No voy a enlistar sus propuestas políticas o su plan de gobierno, eso le corresponde a cada uno de nosotros conocer a profundidad y decidir qué proyecto quiere que tome las riendas del país por seis años.

Yo voy por AMLO porque me ha convencido su equipo de trabajo, las personas que lo acompañan y que gobernarían junto con él. Tal vez he caído encantado por un discurso que se muestra más honesto y humano que los otros pero que en el fondo puede ser falso. Lo admito, pero dar mi voto por él no es darle mi silencio. Creo que es susceptible a la crítica como cualquier otro. Y si ocupa un lugar privilegiado en la administración pública, más. De hecho, cuando decidió tomar las calles del DF después de las elecciones de 2006, cuestioné severamente sus acciones que, para mí, fueron precipitadas y erróneas.

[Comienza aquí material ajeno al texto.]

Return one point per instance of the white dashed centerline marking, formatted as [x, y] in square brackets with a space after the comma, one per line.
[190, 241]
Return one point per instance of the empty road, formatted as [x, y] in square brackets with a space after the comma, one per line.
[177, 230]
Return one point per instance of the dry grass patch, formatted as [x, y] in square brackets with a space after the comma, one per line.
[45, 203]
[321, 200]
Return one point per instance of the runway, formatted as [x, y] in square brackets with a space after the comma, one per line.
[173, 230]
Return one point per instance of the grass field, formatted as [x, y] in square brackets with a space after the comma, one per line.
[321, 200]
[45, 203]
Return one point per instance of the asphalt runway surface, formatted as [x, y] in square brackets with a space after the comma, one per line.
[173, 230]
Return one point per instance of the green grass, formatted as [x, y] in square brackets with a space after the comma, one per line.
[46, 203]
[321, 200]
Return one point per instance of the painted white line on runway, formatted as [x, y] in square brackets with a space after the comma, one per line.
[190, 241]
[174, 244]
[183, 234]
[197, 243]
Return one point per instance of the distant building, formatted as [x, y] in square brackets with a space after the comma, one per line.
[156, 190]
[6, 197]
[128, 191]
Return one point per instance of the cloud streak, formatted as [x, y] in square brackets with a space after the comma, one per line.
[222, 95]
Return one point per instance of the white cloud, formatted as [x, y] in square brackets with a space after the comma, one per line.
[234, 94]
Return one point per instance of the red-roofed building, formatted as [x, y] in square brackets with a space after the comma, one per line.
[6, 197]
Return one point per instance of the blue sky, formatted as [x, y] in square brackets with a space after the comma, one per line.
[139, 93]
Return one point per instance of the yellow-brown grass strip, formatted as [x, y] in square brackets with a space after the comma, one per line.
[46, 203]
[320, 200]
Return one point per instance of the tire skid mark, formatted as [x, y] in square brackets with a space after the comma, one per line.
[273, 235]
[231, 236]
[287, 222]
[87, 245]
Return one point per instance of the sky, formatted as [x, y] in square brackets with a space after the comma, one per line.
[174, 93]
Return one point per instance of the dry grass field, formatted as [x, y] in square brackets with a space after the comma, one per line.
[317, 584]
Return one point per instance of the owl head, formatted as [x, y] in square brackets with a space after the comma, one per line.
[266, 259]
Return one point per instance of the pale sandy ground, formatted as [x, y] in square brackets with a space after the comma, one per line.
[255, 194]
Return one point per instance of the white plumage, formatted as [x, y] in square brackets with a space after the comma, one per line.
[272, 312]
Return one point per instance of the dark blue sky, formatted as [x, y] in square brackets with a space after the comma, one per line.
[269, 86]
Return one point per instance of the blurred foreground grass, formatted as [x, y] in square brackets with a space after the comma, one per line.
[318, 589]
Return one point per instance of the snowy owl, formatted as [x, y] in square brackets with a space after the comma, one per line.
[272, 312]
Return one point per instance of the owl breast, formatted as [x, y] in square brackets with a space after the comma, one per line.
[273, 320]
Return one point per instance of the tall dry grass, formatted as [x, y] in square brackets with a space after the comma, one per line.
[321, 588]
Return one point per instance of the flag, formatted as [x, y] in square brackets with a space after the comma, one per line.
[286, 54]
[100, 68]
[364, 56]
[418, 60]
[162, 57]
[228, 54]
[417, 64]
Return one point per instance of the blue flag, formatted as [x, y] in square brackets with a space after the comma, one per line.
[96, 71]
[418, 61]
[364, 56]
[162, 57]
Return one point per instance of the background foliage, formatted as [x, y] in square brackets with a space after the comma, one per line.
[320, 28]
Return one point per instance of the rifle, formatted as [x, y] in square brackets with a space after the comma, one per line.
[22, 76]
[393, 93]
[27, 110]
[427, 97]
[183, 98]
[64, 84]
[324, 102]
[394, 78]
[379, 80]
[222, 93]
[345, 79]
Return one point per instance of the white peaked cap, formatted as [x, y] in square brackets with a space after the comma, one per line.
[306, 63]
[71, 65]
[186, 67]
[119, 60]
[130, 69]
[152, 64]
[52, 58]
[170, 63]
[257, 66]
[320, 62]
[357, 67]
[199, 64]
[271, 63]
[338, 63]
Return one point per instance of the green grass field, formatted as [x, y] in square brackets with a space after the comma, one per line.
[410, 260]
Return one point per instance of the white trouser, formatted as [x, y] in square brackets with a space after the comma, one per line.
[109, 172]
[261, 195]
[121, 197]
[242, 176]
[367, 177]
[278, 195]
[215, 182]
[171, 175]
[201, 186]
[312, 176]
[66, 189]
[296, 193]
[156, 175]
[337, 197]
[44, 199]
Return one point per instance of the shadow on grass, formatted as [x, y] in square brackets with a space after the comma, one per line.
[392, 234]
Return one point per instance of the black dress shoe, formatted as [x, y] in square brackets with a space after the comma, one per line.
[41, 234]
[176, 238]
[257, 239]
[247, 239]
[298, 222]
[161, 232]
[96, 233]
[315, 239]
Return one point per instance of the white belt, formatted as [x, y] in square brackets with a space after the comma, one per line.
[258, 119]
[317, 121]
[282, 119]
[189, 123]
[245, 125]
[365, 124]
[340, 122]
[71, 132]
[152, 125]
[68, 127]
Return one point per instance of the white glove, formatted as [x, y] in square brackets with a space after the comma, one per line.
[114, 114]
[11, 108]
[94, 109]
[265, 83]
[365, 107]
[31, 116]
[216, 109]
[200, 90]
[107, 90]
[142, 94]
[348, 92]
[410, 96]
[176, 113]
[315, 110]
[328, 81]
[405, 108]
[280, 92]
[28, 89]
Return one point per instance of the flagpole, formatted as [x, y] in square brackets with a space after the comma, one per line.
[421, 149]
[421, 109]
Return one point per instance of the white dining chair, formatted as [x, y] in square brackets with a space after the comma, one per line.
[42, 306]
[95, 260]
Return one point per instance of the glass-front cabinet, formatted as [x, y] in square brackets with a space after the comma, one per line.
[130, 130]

Y espero que quienes han tenido la inteligencia y la sensibilidad de cuestionar y exponer al PRI y al PAN respectivamente, lo hagan también con él, con sus partidos y sus compañeros de gobierno cuando sea necesario y justo.

Ahora me he propuesto votar por la persona detrás de la figura que han retratado o inventado los medios. No voy a votar por un mesías. Eso lo tengo claro. Y no porque he decidido mi voto tengo que responder las preguntas que sólo Andrés Manuel y su equipo debe saber. No soy su vocero, ni su representante de campaña. No tengo todas las respuestas a su proyecto político, y mucho menos sé si es la solución que el país necesita (cosa que incluso en el fondo, ni siquiera él sabe con seguridad). Lo que estoy haciendo es una deducción basada enormemente en lo que no quiero.

Si el país y la coyuntura fueran los propicios para anular el voto, seguramente lo haría. Pero ahora más que alzar mi voz a través del descontento legítimo de la anulación del sufragio, quiero que el poder cambie de manos y que las elites políticas sepan que los dos diferentes gobiernos que tomaron el poder en los últimos ochenta años no respondieron a las necesidades del país.

Y si me equivoco, yo seré el primero en reconocerlo sin arrepentimientos, porque seguí a esa voz rasposa y profunda en mi interior que me decía que era momento de cambiar de rumbo, aunque no tuviera a ciencia cierta al lugar al que nos llevaría.